The Watch

The Watch is concerned about the increasing pressure towards feudalism in the United States from corporations, social regressives, warmongers, and the media. We also are concerned with future history concerning our current times, as non-truths which are “widely reported” become the basis for completely false narratives.

Wednesday, August 27, 2003

Economists gone wild

Krugman Watch

One of the very few journalists or editorial writers who hasn’t drunk the administration’s kool-aid is Paul Krugman, an economist who writes a twice-weekly column in the New York Times. His voice is amazingly fresh, almost startling when you realize that he isn’t just spouting the administration’s line, as so many of his peers have done and continue to do. There must be tremendous pressure on him. I remember there was a awards ceremony for journalists a couple of years ago which had someone in the Bush administration as a guest speaker. Krugman was there. I can’t remember who the speaker was, but after the ceremony another "journalist" wrote a scathing screed against Krugman because he "didn’t applaud" at the appropriate times; he wasn’t sucking up to this administration figure enough for the other journalist’s taste.

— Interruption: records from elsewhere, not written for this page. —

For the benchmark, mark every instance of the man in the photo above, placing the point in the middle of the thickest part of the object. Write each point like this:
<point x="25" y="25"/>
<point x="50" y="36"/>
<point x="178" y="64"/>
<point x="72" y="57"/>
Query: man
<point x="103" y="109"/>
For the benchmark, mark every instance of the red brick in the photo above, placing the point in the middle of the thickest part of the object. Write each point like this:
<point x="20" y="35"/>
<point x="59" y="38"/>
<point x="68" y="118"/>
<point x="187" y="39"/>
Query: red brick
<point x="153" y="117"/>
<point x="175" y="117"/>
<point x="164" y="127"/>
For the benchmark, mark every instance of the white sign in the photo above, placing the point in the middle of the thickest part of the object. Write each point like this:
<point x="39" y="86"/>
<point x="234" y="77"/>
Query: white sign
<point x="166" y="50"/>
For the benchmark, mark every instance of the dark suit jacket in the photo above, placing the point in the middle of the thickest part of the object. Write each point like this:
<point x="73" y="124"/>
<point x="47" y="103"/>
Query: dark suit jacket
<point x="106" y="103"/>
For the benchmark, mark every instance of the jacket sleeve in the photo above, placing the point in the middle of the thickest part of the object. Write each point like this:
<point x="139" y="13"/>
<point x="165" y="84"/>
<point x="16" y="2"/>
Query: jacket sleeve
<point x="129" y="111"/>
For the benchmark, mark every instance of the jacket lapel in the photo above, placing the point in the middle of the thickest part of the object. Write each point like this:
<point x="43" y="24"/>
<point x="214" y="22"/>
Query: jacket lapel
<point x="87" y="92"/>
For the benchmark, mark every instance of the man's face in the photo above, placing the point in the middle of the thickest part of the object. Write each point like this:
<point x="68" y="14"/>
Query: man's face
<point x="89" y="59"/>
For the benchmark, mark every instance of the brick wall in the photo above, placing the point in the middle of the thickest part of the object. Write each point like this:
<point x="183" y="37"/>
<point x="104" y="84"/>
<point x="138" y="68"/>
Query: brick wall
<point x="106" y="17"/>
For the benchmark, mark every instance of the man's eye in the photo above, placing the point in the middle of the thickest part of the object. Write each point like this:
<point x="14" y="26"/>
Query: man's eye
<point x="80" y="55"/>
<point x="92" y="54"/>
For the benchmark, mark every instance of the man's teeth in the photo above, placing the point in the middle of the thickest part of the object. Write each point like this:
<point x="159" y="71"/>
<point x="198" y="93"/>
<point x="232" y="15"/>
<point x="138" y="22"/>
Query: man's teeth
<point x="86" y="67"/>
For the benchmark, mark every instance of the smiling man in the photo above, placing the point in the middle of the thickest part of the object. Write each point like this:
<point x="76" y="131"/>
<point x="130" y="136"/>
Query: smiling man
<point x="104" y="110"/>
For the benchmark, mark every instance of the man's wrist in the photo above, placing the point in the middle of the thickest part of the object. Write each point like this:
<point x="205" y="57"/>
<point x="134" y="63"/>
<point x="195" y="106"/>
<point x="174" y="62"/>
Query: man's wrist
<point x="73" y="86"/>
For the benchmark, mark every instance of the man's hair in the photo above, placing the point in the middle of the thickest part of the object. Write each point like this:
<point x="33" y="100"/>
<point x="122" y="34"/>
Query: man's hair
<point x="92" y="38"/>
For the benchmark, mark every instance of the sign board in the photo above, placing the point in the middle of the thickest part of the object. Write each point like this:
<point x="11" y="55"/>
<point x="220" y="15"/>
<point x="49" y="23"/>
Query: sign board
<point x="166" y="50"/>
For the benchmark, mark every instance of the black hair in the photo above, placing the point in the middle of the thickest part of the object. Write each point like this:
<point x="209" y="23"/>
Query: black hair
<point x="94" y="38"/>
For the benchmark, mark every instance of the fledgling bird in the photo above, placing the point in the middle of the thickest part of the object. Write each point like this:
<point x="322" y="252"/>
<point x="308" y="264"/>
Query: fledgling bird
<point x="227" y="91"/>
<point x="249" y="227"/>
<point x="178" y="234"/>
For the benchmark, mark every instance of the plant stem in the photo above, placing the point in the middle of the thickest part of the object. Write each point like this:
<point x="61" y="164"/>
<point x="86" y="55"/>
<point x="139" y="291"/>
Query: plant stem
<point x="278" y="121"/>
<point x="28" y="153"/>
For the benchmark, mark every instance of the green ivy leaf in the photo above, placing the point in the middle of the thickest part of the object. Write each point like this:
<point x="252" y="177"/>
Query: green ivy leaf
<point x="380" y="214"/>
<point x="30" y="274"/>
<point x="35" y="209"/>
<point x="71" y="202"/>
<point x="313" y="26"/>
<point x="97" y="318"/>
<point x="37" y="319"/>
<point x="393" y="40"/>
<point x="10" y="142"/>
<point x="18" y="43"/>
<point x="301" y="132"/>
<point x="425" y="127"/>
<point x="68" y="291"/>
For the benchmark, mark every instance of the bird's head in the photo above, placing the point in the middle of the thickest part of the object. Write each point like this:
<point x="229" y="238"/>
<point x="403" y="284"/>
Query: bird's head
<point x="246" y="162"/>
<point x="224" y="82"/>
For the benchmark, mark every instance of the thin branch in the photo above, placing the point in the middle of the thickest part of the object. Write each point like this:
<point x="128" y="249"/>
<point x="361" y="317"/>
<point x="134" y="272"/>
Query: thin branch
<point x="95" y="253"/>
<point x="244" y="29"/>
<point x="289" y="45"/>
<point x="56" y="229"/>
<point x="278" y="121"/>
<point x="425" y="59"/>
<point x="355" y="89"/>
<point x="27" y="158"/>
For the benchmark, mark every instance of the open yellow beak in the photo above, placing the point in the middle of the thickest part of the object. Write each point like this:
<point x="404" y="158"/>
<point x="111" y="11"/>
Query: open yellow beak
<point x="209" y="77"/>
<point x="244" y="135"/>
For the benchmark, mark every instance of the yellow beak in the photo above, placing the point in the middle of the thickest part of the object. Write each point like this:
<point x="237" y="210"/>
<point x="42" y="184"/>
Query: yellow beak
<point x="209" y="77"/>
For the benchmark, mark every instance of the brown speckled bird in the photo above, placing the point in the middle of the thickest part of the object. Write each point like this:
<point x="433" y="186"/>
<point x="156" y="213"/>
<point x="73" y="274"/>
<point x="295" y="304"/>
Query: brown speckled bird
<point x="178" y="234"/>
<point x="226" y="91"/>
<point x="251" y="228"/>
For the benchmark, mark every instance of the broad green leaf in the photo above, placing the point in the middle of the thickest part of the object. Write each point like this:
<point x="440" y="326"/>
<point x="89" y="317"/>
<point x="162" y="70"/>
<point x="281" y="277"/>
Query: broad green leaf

One of the things that Krugman has consistently pointed out is the level to which the Bush administration distorts what should be facts, especially economic and fiscal facts. Not only does this administration fool others, but they also seem to be in the business of fooling themselves, trying to make the facts fit their theories. In an ideologically driven echo-chamber like the one that our executive branch seems to operate in, it is not hard to believe.

Here is one of Krugman’s articles which is no longer available at the NYT website, but which is cached at Will Pitt’s truthout.org site: Everything is Political. It describes and gives some examples of how information is politicized by this administration.

Here's the story: Treasury has an elaborate computer model designed to evaluate who benefits and who loses from any proposed change in tax laws. For example, the model can be used to estimate how much families in the middle of the income distribution will gain from a tax cut, or the share of that tax cut that goes to the top 1 percent of families. In the 1990's the results of such analyses were routinely made public.

But since George W. Bush came into power, the department has suppressed most of that information, releasing only partial, misleading tables. The purpose of this suppression, of course, is to conceal the extent to which Mr. Bush's tax cuts concentrate their bounty on families with very high incomes. In a stinging recent article in Tax Notes, the veteran tax analyst Martin Sullivan writes of the debate over the 2001 cut that "Treasury's analysis was so embarrassingly poor and so biased, we thought we had seen the last of its kind." But worse was to come.


‘Everything We Do Must Be Right, Because We Are the United States’ Watch

Here is an article entitled U.S. Adopts Aggressive Tactics on Iraqi Fighters. Now I don’t begrudge our forces in their attempts to find and stop people who are shooting at them. What I do begrudge is this administration putting Americans into situations where they have to hold wives and children of enemy combatants hostage, as described in this passage:

Col. David Hogg, commander of the 2nd Brigade of the 4th Infantry Division, said tougher methods are being used to gather the intelligence. On Wednesday night, he said, his troops picked up the wife and daughter of an Iraqi lieutenant general. They left a note: "If you want your family released, turn yourself in." Such tactics are justified, he said, because, "It's an intelligence operation with detainees, and these people have info." They would have been released in due course, he added later.


Isn’t that sweet? Isn’t it hard to see why we aren’t winning over the "hearts and minds" of the Iraqis?

Sparky the Penguin Watch

Tom Tomorrow’s latest This Modern World cartoon treats us to the Successes of the Bush Administration.